Almost every atom wants 8 electrons in its "outer shell". When they have 8, they're stable etc. etc., so two or more atoms will react if they can combine in some way to have a total of 8 electrons in their outer shells. For example, an oxygen atom has 6 electrons in its outer shell, and a hydrogen atom has only 1. Now, if one oxygen atom combines with two hydrogen atoms, each will have a shared total of 8 electrons in their outer shells - thus, they'll be stable. That's basically the concept under atomic bonding, thus, chemical reactions. Albeit a very simplified version of what actually happens - it justs works to think about bonding in this way.

mickeydevine

-JammyDodger- wrote: »

Almost every atom wants 8 electrons in its "outer shell". When they have 8, they're stable etc. etc., so two or more atoms will react if they can combine in some way to have a total of 8 electrons in their outer shells. For example, an oxygen atom has 6 electrons in its outer shell, and a hydrogen atom has only 1. Now, if one oxygen atom combines with two hydrogen atoms, each will have a shared total of 8 electrons in their outer shells - thus, they'll be stable. That's basically the concept under atomic bonding, thus, chemical reactions. Albeit a very simplified version of what actually happens - it justs works to think about bonding in this way.

A hydrogen atom must be very unstable then. 2 electron in the first shell isn't it. That's why we get H2. Full shell = stability. Neon = more stabile. Radon = most. Alkali metals most unstable. (Just looked up periodic table, does it show?) So pretty much everything is based on electron interaction then.? Its so small yet so important.

Just a thought. Would it be reasonable to say then that an electron that has been part of me at one time has been to every corner of the planet?

mickeydevine

mickeydevine wrote: »

A hydrogen atom must be very unstable then. 2 electron in the first shell isn't it. That's why we get H2. Full shell = stability

It isn't as simple as I'm describing though. The first shell has a maximum 2 electrons - this is called the 1s shell. Then, the next shell has a maximum of 8, and after that it gets a little more complicated. Hydrogen only has one electron, so it has a half full 1s shell, so two hyrodgen atoms can bond together, giving each a shared total of 2 electrons - this will fill the maximum of two electrons allowed in the 1s shell - which "satisfies" both atoms.
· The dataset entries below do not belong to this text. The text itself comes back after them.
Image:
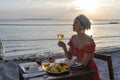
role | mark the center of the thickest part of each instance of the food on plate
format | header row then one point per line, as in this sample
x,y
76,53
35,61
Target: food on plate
x,y
58,67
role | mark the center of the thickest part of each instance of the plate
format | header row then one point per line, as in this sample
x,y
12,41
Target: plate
x,y
58,69
58,73
31,67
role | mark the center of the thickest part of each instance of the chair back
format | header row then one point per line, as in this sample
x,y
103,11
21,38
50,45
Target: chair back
x,y
109,62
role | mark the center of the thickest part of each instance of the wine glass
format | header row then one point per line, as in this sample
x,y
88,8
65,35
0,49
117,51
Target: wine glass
x,y
60,36
45,65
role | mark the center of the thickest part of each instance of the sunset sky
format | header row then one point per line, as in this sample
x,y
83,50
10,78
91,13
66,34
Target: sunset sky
x,y
59,9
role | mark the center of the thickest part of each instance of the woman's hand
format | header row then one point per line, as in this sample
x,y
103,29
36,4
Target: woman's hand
x,y
61,44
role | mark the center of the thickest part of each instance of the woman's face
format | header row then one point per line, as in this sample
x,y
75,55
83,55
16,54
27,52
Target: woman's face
x,y
77,25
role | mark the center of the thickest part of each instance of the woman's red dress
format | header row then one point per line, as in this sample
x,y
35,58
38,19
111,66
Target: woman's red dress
x,y
89,48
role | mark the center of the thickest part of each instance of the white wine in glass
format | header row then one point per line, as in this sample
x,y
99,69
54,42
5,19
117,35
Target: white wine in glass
x,y
60,36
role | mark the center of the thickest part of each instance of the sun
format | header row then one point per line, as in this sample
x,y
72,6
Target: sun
x,y
87,5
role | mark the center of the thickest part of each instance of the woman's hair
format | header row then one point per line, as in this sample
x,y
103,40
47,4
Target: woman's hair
x,y
84,21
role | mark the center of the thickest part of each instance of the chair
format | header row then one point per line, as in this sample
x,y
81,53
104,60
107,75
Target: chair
x,y
109,62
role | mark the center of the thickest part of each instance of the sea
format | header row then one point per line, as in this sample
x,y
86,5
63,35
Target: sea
x,y
39,36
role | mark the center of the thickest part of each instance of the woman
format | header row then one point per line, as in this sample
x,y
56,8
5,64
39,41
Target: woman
x,y
81,45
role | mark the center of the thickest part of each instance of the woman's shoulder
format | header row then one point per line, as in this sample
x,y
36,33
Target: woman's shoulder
x,y
90,40
73,36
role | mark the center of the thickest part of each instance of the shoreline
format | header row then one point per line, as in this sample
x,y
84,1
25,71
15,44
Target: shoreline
x,y
9,68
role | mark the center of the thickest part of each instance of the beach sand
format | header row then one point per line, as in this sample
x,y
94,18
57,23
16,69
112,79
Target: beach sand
x,y
9,68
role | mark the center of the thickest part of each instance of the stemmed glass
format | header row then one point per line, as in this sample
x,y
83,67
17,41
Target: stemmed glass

The actual theory behind all of this is vastly more complicated than what I've just said. But, thinking of bonding in terms of atomic shells makes it easier to visualise how bonding occurs (even if it's basically incorrect).

Neon = more stabile. Radon = most. Alkali metals most unstable. (Just looked up periodic table, does it show?) So pretty much everything is based on electron interaction then.? Its so small yet so important.

Yes, the most stable atoms are the ones with a full outer shell.

That's true, every single interaction thats noticable by us (excluding gravity) is based on the electromagnetic force. Every atom is pulled together with this force, and groups of atoms are pulled together with this force. So, if you can understand quantum electrodynamics (the field of quantum physics which deals with this), then you should, in theory, be able to understand every interaction that's noticable on a relatively large scale. (This is, of course, excluding gravity. And the other two forces: the strong nuclear and the weak nuclear, don't affect the world around us on a marco scale).

Just a thought. Would it be reasonable to say then that an electron that has been part of me at one time has been to every corner of the planet?

It could be, I'm sure that they've travelled very far. I don't know about the whole planet, but, it's an interesting thought.